Class action securities settlements reached a record $18 billion in 2006, according to a report from Rockville, Md.-based Institutional Shareholder Services, a provider of corporate governance and proxy voting services.

The settlement total, part of an ISS report ranking the top 50 plaintiff firms, was sobering news for directors and officers insurers.

Earlier this year they were comforted by a report from Stanford Law School Securities Class Action Clearinghouse of a 38 percent slide in the number of securities class actions in 2006.

The ISS report ranks Lerach Coughlin Stoia Geller Rudman & Robbins as the top plaintiffs firm, accounting for $7.3 billion of the $18 billion settlement total in 2006.

Still ranked among the top five plaintiffs firms is Milberg Weiss Bershad, which has been in the midst of its own legal battle.

Lerach Coughlin Stoia Geller Rudman & Robbins in moving into first edged out Bernstein Litowitz Berger & Grossman, which took the top spot in 2005.

Adam Savett, vice president of ISS' Securities Class Action Services, said the top rank for the Lerach firm was "due in no small measure to the $6.6 billion in Enron settlements that were finalized in 2006."

Bernstein Litowitz Berger & Grossmann was in the top two for the fourth consecutive year, with more than $2.4 billion in settlements, he said.

"Six of the ten largest settlements of all time were finalized last year," said Mr. Savett, adding he believes that trend is being "driven by more institutional investors participating in the securities litigation process."

Milberg Weiss was indicted by a federal grand jury in Los Angeles last May on various charges alleging the involvement of senior partners in a scheme to pay secret kickbacks to individuals who agreed to act as defendants in shareholder actions.

Despite its troubles, the firm maintained a fourth-place ranking for the second year, with a settlement total of $1.6 billion garnered for its clients in 2006, according to ISS.

A number of experts in securities class action trends and directors and officers liability insurance speaking at the Minneapolis-based Professional Liability Underwriting Society D&O Symposium held in New York earlier this month said they believed Milberg Weiss' legal woes were a significant contributor to the 38 percent drop in the number of securities filings last year.

The experts pointed to a good economy, a less volatile stock market and positive consequences of the Sarbanes-Oxley Act as other factors fueling the decline.

The ISS report, however, reveals that Milberg Weiss still managed to make the top 5 in both the dollar total of securities fraud settlements and the number of such settlements it negotiated for its clients.

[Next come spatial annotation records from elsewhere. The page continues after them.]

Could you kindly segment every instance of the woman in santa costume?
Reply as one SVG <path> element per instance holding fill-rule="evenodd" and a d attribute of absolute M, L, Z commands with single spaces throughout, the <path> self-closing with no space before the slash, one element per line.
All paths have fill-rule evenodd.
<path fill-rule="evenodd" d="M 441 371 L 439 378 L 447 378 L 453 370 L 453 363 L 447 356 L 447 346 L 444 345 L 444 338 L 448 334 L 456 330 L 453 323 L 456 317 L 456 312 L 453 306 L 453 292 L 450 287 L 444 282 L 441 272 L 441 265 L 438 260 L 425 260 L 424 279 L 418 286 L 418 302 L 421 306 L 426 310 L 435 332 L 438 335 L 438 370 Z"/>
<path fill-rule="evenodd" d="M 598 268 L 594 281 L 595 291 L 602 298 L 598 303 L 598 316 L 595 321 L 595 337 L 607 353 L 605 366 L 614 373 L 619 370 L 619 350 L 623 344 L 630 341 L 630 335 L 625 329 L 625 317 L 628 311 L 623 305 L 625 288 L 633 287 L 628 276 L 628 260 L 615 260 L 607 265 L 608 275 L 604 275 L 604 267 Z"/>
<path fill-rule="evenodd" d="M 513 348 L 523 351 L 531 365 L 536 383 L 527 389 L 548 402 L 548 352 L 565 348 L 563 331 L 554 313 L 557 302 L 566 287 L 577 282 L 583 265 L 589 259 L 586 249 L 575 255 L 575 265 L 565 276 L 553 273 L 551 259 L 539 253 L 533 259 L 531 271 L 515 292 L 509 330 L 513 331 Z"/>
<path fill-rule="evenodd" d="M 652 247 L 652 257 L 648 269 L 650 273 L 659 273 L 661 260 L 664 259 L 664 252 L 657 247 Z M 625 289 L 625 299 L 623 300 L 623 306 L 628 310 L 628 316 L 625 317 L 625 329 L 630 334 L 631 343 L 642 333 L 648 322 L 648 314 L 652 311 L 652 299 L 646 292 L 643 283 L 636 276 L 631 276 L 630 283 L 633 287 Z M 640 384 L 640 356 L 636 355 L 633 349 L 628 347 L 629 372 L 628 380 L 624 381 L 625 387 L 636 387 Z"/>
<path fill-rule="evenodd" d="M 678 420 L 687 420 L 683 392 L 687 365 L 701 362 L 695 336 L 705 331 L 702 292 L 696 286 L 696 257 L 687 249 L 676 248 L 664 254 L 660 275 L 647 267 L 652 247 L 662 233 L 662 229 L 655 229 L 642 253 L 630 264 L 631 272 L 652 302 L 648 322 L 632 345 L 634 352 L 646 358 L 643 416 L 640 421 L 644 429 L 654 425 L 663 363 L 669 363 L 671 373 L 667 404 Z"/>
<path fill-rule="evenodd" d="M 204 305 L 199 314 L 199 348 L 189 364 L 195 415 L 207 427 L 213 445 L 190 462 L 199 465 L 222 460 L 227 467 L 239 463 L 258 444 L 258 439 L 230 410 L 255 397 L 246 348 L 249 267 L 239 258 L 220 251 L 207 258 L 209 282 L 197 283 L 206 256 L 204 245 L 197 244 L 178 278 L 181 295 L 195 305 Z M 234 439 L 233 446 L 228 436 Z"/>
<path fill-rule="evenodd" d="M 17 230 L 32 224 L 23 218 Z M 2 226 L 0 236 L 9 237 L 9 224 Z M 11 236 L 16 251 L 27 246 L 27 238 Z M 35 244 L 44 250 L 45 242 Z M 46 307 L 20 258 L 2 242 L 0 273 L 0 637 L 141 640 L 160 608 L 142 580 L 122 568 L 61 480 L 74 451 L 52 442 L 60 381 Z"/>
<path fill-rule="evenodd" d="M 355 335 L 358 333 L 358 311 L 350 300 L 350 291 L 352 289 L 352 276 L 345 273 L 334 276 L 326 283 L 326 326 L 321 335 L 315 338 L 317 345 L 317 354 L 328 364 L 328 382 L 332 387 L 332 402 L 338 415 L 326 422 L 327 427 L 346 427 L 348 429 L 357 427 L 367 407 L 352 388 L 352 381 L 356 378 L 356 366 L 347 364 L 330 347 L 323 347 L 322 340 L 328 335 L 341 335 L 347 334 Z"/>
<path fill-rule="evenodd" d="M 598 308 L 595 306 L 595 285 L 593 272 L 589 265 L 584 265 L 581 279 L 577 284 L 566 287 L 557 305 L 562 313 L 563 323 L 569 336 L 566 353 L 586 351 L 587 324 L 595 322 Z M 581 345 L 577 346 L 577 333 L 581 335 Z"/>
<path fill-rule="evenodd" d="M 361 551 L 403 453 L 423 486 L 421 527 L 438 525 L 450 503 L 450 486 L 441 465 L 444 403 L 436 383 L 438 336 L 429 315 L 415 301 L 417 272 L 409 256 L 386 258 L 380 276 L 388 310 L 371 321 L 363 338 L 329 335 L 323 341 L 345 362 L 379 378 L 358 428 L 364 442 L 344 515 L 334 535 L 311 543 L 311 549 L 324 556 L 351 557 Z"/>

For number of settlements, Milberg Weiss with 22 ranked second among the top 50 firms, eclipsed only by the Lerach firm, which had 30 settlements.

A copy of the full report is available at http://www.issproxy.com/institutional/analytics/scas50full2006.jsp.

This is the fourth year ISS has published its plaintiffs' law firm ranking, which it said is intended to help institutional investors maximize shareholder value by highlighting those firms bringing in the most settlement dollars and playing the most active role in U.S. class action cases.